Como explica Tatiana Del Giudice Cappa Chiaradia, sócia do Candido Martins Advogados, na “venda” de softwares na verdade não há a venda de um produto. “Existe apenas uma autorização para seu uso, mediante licenciamento ou cessão de uma licença, por tempo determinado ou ilimitado. A operação não envolve aquisição do denominado código-fonte, sua titularidade”, afirma, lembrando que se trata de um bem intangível, protegido pelo direito autoral daquele que o desenvolveu. “E serviços são prestados mediante exercício de atividade intelectual ou física que atende à necessidade do adquirente da prestação. Na ‘venda de softwares’ não há qualquer serviço”, avalia.

Na visão de Thiago Braichi, sócio do Freitas Ferraz Capuruço Braichi Riccio Advogados, a sistemática da tributação de softwares e mercadorias digitais ainda é objeto de grandes embates na doutrina e na jurisprudência por causa da ausência de uma legislação clara e bem definida sobre matéria. “Não existe ainda um consenso quanto ao imposto incidente sobre essas operações”, destaca.

Para Tiago Severini, sócio do Vieira Rezende Advogados, de um lado há uma possível contingência para as empresas, decorrente da postura que vinha sendo adotada nos últimos cinco anos. “E, de outro, a incerteza sobre o alcance, por essa nova decisão, de uma série de operações e contratos cujas peculiaridades não se assemelham ao do caso julgado como paradigma”, afirma o advogado. “Essa mudança de interpretação do STF gera uma enorme insegurança jurídica para o mercado”, completa.

Segundo Chiaradia, a decisão do STF oferece segurança e tranquilidade para esse mercado, pois agora o contribuinte sabe claramente como e para quem deve recolher o tributo. “Ficam encerradas as discussões pendentes e evita-se as futuras”, acrescenta.
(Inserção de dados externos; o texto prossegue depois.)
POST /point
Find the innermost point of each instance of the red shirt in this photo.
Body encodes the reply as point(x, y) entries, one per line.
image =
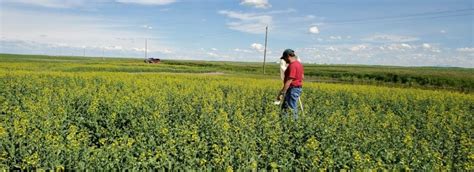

Embora no caso dos softwares a questão tenha sido endereçada, o sistema tributário provoca problemas para muitas outras atividades econômicas.

“Diversos outros mercados se veem prejudicados pelas indefinições do atual sistema tributário, cuja legislação está repleta de indefinições e entendimentos ultrapassados”, sublinha Braichi. “Infelizmente, é uma situação bastante comum no Brasil, e que se deve à complexidade da nossa legislação tributária. A divisão dos tributos entre os diferentes entes da Federação (União, estados e municípios) gera uma série de conflitos de competência, em que os entes disputam entre si o direito de cobrar certo tributo sobre uma determinada atividade, de modo a melhorar sua arrecadação”, avalia Severini.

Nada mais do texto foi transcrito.